126 Years Ago Today: Downtown Got Its First Electric Street Lights

By Eric Richardson
Published: Tuesday, December 30, 2008, at 09:23AM

Los Angeles First Street Light -- Installed 1882 California Historical Society: TICOR/Pierce [digarc.usc.edu]

This photo from 1887 shows the city's first electric street light, lit on 12/30/1882. It stood roughly eight stories high, rising far above the surrounding buildings.

On December 30, 1882, at roughly 7:40pm, Mayor Homer Toberman threw the switch to send current to the first two arc lights installed by the Los Angeles Electric Company. The two were 1000-candle power lamps installed on top of 150-foot poles at the intersections of Main and Commercial and 1st and Hill.

Current to power the lights came from a small generating plant built at the corner of Alameda and Banning, just north of the present-day intersection of 1st and Alameda. The plant could supply a meager 30 kilowatts.

By 1889 the utility had 235 customers, including private lights on the outside of stores. In 1890 it opened its first alternating-current plant, and a Times writeup saying that it "will run fifteen hundred lights of sixteen-candle power, and can be run for seven miles."

A Times piece titled "The City in Detail" from December 3, 1891, raved about the city's new electrical system.

Los Angeles was the first city in the United States to entirely abandon gas for street lighting and replace it by electricity, which was done January 1, 1883. It is today one of the best lighted cities in the Union. The high masts on which the lamps are hung throw a useful light a mile distant, and are visible far out at sea. The city is now lighted with 242 electric lamps, aggregating 633,000 candle power. Of these 113 are on thirty-four masts 150 feet high, the balance on poles twelve to fifty feet high, or suspended at street intersections, etc. The length of circuit is eighty-five miles. The price paid by the city is $12 per 2000 candle power per month. The Los Angeles Electric Company, which has also an incandescent system, largely patronized, finds its present quarters too cramped and is about to build a large new power-house near the Arcade depot.
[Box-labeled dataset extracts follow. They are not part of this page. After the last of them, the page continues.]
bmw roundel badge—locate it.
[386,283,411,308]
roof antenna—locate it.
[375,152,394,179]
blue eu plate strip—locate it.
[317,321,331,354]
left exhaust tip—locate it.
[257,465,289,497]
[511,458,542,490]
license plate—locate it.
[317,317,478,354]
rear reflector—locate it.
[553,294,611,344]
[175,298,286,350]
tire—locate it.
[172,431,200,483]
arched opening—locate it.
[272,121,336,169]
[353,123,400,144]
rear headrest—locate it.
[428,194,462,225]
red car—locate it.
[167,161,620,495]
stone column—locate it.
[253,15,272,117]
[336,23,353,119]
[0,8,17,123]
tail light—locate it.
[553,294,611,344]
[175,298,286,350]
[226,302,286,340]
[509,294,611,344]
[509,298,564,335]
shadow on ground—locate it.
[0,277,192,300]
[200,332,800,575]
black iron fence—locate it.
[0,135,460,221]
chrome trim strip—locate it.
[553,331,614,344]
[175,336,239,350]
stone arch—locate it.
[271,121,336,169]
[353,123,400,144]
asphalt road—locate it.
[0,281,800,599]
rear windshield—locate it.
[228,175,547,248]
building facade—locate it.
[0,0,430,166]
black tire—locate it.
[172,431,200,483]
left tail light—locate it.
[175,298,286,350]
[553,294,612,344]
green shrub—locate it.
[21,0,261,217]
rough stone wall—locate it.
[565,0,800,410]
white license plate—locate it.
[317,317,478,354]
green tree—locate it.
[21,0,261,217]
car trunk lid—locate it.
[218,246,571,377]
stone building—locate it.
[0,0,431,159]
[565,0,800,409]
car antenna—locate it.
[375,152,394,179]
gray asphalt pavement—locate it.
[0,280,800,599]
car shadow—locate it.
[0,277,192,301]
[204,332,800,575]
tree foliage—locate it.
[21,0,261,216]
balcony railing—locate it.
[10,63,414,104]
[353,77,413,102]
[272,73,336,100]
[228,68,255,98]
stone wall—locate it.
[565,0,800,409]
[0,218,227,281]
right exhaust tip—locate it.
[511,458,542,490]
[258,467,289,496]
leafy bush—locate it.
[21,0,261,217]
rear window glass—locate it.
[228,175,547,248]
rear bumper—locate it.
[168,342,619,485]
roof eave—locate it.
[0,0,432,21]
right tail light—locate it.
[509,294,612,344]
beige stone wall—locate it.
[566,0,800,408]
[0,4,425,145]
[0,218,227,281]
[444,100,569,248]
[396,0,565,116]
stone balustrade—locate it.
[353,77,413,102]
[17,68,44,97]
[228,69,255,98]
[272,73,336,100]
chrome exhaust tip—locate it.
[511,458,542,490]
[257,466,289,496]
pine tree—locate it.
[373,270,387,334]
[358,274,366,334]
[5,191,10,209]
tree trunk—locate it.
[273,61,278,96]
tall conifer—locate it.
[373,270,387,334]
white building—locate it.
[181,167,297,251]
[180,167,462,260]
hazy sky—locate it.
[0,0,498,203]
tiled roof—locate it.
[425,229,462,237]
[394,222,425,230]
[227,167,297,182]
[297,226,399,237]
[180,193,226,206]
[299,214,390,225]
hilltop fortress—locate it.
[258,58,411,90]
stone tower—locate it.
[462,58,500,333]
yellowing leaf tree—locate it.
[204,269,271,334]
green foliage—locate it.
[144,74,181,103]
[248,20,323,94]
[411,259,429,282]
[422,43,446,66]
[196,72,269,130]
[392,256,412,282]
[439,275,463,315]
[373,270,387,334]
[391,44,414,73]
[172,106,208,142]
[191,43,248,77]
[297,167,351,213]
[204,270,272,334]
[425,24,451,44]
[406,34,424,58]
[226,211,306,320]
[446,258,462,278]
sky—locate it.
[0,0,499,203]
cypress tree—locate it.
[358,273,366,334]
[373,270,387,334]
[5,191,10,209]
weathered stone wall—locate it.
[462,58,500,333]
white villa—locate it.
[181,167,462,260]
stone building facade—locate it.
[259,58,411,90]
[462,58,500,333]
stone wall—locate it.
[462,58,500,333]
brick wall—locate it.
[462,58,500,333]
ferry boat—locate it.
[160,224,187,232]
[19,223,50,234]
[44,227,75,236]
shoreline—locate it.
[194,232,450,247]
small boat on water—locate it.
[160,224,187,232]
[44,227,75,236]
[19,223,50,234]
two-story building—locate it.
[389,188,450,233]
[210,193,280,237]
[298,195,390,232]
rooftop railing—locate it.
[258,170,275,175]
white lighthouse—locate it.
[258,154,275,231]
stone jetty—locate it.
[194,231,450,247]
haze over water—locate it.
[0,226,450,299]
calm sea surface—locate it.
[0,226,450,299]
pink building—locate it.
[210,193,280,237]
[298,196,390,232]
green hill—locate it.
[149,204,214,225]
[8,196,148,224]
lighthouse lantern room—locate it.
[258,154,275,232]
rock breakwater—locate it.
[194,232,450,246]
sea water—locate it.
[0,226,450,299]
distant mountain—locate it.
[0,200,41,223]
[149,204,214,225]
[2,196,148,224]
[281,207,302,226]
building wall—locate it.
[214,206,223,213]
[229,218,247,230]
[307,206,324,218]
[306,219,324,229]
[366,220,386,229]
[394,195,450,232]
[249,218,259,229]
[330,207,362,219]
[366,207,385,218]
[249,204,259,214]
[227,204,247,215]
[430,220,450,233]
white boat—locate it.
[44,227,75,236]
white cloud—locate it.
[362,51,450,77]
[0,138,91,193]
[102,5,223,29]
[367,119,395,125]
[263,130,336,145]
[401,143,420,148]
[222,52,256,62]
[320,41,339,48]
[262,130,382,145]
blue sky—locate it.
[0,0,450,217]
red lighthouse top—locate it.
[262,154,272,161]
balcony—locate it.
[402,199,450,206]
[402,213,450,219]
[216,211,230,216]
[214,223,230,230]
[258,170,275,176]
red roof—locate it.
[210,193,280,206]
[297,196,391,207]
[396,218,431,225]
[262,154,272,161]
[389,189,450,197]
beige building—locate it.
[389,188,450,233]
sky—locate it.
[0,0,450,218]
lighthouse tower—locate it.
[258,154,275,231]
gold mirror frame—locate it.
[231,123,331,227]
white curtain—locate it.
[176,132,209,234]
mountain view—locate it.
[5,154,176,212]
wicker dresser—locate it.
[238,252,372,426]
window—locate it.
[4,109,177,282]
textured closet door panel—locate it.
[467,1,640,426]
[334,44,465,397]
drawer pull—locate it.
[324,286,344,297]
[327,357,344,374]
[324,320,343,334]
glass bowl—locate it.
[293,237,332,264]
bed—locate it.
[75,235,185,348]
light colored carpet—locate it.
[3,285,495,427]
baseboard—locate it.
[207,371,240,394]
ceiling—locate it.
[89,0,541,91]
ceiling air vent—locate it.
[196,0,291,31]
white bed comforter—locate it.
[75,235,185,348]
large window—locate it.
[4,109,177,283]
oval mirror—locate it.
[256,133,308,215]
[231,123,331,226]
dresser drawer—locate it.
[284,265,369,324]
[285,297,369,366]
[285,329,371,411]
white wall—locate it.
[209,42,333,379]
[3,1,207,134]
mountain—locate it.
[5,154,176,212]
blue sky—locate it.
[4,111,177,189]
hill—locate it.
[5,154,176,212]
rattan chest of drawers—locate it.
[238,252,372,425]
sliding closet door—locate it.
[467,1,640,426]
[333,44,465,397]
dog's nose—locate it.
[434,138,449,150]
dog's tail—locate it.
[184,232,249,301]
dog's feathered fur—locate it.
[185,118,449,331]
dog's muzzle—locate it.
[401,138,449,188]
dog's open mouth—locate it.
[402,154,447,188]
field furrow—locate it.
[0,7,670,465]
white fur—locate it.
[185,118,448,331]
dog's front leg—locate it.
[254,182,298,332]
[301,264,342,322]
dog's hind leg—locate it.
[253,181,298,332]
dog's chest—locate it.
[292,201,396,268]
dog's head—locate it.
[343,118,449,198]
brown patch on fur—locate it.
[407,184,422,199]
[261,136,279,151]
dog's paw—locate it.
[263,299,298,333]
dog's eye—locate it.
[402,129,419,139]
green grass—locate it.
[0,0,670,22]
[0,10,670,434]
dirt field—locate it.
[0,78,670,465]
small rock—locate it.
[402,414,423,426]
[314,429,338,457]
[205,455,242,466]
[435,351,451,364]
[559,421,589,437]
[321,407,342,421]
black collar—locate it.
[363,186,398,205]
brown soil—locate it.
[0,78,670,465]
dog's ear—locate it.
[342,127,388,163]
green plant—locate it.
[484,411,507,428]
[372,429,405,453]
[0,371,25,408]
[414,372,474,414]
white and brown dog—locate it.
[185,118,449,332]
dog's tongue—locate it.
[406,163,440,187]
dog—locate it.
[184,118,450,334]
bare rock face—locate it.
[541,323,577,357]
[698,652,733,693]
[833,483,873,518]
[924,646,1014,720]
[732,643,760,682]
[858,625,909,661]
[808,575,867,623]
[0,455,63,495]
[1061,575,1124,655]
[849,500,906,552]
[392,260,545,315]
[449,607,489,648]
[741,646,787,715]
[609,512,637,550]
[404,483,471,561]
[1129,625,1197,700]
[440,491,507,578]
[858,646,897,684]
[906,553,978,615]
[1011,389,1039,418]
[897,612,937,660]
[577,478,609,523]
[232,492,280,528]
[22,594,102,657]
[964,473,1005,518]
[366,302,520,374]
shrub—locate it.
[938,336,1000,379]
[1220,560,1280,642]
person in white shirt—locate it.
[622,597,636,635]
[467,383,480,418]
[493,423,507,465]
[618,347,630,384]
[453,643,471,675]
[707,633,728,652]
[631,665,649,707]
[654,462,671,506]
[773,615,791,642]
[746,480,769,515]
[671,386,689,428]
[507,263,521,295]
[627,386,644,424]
The Los Angeles Electric Company later became the Los Angeles Gas & Electric Corporation, holding that name into the 1930s.

In late 1936, a proposal was made for the city to purchase the electric properties of the Los Angeles Gas & Electric Corporation for $46,340,000. The city had contracted to purchase power from the Hoover Dam, but at the time had no distribution infrastructure to deliver that power to consumers. The matter was taken to the voters on December 8, 1936, and passed easily. It was ratified by the state on January 7, 1937.

The City department now known as DWP has been the provider for power in Los Angeles ever since.